Imposter supports hundreds to thousands of requests per second, on a single CPU core and small memory footprint.

See Benchmarks for representative performance tests.


Some Imposter features have a greater impact than others on the performance of the mock engine.

Turning off features

Switching off features helps further reduce the memory and CPU requirements of the mock engine.

Features that can be switched off include:

  • stores
  • metrics collection

See features and usage documentation.

Resource matching performance

Resource matching is typically the fastest method of providing conditional responses. This is the case for request properties such as headers, query parameters, path parameters, path and HTTP method. In the case of using JsonPath or XPath to query the request body to conditionally match resources, however, the body must be parsed, which is computationally expensive and will result in lower performance.
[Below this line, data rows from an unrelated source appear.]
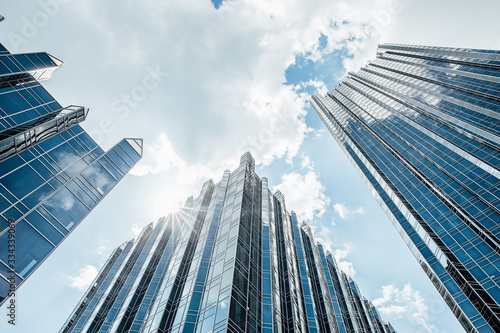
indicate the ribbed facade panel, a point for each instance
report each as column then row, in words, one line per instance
column 422, row 127
column 52, row 173
column 231, row 260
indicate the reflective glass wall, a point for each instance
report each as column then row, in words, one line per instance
column 52, row 174
column 234, row 259
column 422, row 125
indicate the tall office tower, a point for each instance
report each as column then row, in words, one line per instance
column 421, row 125
column 52, row 174
column 231, row 260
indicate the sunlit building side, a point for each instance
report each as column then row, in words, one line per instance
column 234, row 259
column 52, row 174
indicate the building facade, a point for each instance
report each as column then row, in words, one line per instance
column 231, row 260
column 421, row 126
column 52, row 174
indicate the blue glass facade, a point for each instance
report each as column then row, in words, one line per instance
column 52, row 174
column 231, row 260
column 421, row 124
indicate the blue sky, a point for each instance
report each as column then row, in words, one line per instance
column 202, row 82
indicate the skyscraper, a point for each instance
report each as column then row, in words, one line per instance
column 231, row 260
column 52, row 174
column 421, row 125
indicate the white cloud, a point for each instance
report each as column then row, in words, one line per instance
column 136, row 229
column 345, row 212
column 304, row 194
column 406, row 303
column 318, row 134
column 346, row 266
column 224, row 93
column 84, row 278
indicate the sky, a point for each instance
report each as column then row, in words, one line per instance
column 202, row 82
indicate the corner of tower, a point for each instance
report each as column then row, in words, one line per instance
column 137, row 144
column 247, row 158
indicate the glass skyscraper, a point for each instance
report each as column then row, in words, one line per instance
column 421, row 125
column 52, row 174
column 231, row 260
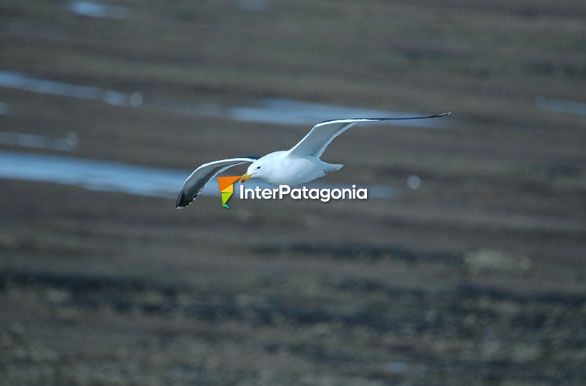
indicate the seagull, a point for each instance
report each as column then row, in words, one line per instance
column 298, row 165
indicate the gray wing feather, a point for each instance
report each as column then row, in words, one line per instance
column 195, row 183
column 322, row 134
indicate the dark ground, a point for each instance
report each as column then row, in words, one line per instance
column 476, row 278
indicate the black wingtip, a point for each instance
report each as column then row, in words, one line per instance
column 182, row 201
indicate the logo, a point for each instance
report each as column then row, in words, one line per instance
column 226, row 185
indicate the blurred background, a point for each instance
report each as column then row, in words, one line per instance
column 470, row 272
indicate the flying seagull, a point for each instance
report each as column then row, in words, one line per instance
column 295, row 166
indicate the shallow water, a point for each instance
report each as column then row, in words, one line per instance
column 94, row 9
column 291, row 112
column 18, row 81
column 67, row 143
column 119, row 177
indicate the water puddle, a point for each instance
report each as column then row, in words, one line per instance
column 278, row 111
column 291, row 112
column 118, row 177
column 18, row 81
column 67, row 143
column 95, row 9
column 561, row 106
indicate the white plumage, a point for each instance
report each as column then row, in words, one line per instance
column 299, row 165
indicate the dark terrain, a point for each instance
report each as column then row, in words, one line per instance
column 476, row 278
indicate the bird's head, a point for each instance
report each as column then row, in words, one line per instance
column 255, row 170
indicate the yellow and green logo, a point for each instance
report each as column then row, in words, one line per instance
column 226, row 185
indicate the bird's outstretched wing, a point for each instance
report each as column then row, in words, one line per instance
column 195, row 183
column 322, row 134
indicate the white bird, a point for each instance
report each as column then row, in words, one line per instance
column 295, row 166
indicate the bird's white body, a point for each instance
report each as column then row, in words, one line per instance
column 296, row 166
column 283, row 168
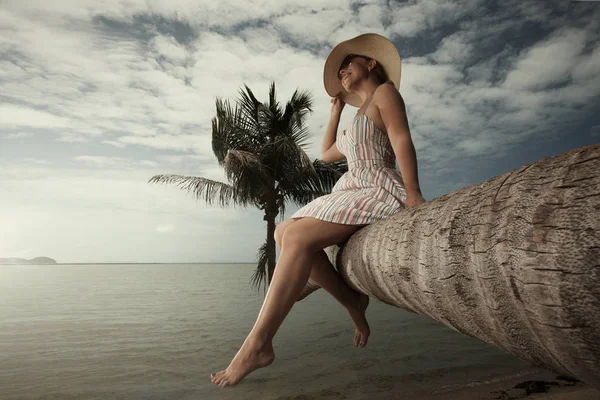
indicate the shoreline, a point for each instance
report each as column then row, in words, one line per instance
column 537, row 384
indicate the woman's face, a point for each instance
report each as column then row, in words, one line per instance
column 352, row 69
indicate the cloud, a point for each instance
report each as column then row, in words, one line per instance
column 19, row 135
column 552, row 60
column 12, row 116
column 165, row 228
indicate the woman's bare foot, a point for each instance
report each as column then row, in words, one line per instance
column 361, row 330
column 250, row 357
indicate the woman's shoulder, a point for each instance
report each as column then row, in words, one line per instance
column 386, row 94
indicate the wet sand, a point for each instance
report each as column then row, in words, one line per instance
column 540, row 385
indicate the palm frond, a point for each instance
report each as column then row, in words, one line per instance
column 296, row 109
column 313, row 186
column 230, row 130
column 259, row 277
column 201, row 188
column 247, row 173
column 251, row 109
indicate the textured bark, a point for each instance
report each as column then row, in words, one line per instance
column 513, row 261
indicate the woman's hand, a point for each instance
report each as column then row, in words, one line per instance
column 337, row 105
column 413, row 199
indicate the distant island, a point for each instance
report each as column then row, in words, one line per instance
column 22, row 261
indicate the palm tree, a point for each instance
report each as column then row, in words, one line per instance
column 513, row 261
column 262, row 146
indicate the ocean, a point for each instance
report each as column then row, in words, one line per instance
column 157, row 331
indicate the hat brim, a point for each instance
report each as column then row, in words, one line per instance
column 370, row 45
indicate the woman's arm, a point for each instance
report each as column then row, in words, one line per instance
column 329, row 150
column 393, row 113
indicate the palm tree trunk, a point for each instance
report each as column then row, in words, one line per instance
column 271, row 251
column 513, row 261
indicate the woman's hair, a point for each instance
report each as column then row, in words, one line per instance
column 378, row 72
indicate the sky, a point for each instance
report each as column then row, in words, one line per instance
column 98, row 96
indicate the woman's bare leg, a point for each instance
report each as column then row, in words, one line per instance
column 300, row 242
column 324, row 274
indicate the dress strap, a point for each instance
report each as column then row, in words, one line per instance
column 367, row 105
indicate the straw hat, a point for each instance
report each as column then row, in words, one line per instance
column 370, row 45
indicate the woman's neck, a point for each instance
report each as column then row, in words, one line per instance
column 366, row 89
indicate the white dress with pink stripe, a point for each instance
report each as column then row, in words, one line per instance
column 372, row 188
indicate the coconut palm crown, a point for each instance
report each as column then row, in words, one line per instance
column 261, row 147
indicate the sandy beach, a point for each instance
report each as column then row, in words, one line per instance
column 538, row 385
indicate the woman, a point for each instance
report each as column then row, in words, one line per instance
column 363, row 72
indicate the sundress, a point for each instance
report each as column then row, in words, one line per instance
column 371, row 189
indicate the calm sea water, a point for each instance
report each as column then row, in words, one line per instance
column 158, row 331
Response Templating performance

Templating incurs a performance penalty, but is often faster than dynamically generating large objects using scripts, so is generally a better tradeoff when dynamic responses are required.

Template files are cached in memory once read from disk, so they do not incur as high an I/O cost from storage on subsequent requests.

Using JsonPath in placeholder templates is computationally expensive, as it requires parsing and querying of an item rather than just value substitution.

Data Capture performance

Data capture incurs overhead on response times, depending on the speed of the store implementation used. If using the in-memory store, the performance impact is lower than using an external store. For store providers backed by external datastores, requests will incur a synchronous write to the store when capturing data.

You might consider using deferred capture, which has the advantage of improving request throughput, at the cost of persistence occurring after the request has been completed.

Using JsonPath to capture the request body is computationally expensive, as it requires parsing and querying of the request body item rather than just copying a reference.


See Benchmarks for representative performance tests, including test set up and configuration.